Não me lembro da data em que adquiri esta poltrona, aliás, não faço ideia das razões ou necessidade que me levaram a comprar esta peça e tantas outras bugigangas que “decoram” minha moradia.

Verdadeiro entulho adquirido à custa de muita humilhação.

Penso, neste momento, que não fiz um mau negócio. Diferente de outras peças espalhadas pela casa, ela tem sua serventia.

Posso descansar, depois de um dia exaustivo e desfrutar de uma fração do silêncio que, diariamente a mulher, as crianças, o patrão, o trânsito infernal e outros roubam de mim.

Começava a acreditar que aquietar-me dentro de minha casa era um sonho impossível.
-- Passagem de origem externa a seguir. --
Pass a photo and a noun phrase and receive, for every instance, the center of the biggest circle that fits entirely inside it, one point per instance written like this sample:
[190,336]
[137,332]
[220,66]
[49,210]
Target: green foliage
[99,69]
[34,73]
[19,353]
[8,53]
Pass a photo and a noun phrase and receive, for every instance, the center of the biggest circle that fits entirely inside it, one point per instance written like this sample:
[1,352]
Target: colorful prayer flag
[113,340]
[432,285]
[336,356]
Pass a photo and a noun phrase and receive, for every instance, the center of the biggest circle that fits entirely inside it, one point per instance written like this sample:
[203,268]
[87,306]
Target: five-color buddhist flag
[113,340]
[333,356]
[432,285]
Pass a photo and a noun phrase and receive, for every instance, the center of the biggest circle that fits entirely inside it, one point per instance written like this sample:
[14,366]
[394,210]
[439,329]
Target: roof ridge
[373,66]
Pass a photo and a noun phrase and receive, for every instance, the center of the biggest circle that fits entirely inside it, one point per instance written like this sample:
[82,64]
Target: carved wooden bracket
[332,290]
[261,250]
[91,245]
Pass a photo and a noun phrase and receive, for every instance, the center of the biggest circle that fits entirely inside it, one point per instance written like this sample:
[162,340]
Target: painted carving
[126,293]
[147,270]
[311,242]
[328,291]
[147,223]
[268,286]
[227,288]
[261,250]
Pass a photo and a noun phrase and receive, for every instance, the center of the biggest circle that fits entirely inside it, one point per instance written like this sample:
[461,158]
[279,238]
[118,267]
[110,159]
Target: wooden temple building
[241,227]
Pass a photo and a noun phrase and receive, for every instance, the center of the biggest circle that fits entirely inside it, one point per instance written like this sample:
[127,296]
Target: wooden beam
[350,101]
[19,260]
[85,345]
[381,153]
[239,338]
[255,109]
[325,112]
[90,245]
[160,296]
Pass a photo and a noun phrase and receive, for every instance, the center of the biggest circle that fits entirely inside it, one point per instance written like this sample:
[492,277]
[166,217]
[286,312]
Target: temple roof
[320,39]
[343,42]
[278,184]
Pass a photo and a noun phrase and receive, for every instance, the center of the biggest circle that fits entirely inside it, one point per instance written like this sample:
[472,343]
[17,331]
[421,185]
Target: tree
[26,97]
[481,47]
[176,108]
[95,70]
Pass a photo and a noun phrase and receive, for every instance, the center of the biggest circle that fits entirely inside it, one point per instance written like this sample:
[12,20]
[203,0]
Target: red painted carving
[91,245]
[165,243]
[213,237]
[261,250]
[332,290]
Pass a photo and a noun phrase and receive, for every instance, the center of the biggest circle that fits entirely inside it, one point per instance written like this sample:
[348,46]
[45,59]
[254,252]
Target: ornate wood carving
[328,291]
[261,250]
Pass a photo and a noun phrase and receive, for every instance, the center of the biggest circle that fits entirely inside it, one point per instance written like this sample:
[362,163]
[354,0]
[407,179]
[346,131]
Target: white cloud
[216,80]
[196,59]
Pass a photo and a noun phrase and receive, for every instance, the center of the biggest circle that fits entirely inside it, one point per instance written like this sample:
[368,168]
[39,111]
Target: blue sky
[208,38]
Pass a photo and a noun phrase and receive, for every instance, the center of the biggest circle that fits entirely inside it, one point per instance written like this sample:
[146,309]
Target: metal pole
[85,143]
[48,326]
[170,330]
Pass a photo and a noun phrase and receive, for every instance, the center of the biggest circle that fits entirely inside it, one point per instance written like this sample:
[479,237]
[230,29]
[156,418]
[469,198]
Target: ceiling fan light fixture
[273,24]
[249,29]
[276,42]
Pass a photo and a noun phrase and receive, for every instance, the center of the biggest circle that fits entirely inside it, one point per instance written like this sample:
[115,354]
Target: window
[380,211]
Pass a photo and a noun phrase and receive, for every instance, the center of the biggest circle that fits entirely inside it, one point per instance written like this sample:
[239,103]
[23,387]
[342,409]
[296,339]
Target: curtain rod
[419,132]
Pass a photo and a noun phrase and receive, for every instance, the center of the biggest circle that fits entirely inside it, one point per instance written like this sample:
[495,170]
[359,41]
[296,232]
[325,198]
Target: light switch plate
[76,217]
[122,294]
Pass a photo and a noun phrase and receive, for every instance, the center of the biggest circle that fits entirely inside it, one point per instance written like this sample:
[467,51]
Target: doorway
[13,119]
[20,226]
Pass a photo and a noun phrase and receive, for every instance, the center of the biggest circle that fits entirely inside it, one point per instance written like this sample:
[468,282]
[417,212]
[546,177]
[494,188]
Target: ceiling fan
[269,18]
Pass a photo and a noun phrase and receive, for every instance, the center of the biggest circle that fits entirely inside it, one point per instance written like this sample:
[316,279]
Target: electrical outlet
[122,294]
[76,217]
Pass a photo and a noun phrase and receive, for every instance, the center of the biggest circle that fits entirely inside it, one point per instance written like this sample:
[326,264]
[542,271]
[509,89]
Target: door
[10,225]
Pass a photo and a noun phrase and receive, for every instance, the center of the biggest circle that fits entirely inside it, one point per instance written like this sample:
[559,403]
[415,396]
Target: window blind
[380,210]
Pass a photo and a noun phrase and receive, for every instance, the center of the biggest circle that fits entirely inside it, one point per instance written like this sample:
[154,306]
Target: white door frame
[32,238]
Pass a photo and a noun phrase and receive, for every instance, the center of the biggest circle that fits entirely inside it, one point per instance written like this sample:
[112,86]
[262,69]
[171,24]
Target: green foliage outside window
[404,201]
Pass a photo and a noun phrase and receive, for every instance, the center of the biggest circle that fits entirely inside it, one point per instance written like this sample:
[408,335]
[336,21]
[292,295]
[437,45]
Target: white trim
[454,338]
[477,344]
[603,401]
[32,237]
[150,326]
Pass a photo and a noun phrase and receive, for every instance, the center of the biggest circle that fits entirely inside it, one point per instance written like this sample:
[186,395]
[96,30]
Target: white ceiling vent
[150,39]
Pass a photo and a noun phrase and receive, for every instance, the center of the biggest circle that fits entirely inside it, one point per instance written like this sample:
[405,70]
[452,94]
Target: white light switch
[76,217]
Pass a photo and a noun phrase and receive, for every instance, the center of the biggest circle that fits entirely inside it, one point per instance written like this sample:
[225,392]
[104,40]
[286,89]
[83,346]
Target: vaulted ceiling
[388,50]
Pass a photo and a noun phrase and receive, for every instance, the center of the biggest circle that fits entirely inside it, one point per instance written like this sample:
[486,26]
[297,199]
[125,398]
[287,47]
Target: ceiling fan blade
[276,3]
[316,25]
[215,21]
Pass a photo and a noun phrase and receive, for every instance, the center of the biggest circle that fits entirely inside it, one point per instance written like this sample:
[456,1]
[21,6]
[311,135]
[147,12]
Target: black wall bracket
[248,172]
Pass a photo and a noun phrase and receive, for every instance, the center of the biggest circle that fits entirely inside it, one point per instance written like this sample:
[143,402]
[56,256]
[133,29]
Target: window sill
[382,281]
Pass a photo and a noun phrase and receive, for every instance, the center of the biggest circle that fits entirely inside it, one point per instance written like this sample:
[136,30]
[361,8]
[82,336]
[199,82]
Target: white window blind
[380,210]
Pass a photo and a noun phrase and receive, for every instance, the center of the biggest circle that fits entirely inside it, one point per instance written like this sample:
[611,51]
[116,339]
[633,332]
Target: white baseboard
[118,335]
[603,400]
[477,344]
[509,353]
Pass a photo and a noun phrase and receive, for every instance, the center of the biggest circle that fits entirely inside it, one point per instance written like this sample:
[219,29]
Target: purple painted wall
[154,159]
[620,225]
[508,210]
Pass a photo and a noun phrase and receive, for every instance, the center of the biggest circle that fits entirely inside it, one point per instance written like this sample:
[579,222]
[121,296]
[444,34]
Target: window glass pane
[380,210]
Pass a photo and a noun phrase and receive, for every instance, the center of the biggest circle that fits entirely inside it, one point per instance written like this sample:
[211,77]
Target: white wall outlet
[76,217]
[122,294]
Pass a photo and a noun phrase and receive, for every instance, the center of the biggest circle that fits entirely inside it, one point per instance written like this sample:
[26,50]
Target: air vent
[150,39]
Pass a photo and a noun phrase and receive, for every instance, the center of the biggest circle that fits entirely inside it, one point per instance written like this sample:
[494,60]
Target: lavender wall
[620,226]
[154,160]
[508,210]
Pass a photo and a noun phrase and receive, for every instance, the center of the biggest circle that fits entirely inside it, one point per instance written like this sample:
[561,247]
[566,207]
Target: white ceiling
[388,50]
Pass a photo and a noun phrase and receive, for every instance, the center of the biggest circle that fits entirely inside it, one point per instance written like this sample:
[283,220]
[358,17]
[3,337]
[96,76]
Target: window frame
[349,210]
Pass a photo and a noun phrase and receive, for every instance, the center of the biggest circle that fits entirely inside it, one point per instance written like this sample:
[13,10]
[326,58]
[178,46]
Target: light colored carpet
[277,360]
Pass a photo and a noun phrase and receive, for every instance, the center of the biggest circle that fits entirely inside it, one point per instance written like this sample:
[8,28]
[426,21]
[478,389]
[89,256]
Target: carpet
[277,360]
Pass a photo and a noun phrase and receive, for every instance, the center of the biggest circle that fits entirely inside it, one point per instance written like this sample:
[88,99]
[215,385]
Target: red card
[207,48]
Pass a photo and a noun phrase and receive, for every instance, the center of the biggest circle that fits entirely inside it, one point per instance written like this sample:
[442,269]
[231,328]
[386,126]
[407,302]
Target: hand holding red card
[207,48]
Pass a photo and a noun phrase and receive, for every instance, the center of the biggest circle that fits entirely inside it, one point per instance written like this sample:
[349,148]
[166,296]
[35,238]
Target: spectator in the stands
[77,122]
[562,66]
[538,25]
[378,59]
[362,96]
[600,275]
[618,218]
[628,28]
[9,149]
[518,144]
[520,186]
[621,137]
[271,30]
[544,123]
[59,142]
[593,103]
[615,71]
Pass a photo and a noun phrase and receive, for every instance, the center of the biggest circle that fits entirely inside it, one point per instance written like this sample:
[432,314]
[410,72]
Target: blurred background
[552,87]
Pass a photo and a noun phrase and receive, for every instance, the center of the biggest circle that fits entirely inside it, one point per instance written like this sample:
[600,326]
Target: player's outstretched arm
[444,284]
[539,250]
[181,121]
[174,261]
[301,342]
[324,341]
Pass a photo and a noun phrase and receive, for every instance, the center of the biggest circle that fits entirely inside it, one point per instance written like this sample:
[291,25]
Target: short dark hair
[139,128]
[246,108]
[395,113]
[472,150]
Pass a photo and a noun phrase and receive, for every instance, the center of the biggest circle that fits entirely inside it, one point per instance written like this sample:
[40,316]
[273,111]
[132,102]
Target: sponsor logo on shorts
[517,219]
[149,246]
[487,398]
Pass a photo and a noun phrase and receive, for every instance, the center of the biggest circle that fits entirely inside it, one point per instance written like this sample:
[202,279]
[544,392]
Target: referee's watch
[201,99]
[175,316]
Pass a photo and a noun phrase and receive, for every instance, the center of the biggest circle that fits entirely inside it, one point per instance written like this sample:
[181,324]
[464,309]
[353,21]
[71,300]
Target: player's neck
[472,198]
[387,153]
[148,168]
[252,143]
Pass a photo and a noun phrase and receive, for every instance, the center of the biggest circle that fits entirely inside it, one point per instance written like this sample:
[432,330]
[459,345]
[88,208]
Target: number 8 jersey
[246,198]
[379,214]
Hoje, porém, a paz se estabeleceu aqui.

Estou livre das reclamações e exigências da mulher e da gritaria desordenada das crianças.

Sabe o que é poder ouvir a si mesmo?

Há anos anseio por esta ocasião.

Tem o relógio da parede. Artigo obsoleto. Tic, tac sem fim.

Quem precisa de um relógio de parede na era digital?

Se tiver tempo, retiro as pilhas e as escondo, ninguém será incomodado pela repetitiva melodia das horas e minutos.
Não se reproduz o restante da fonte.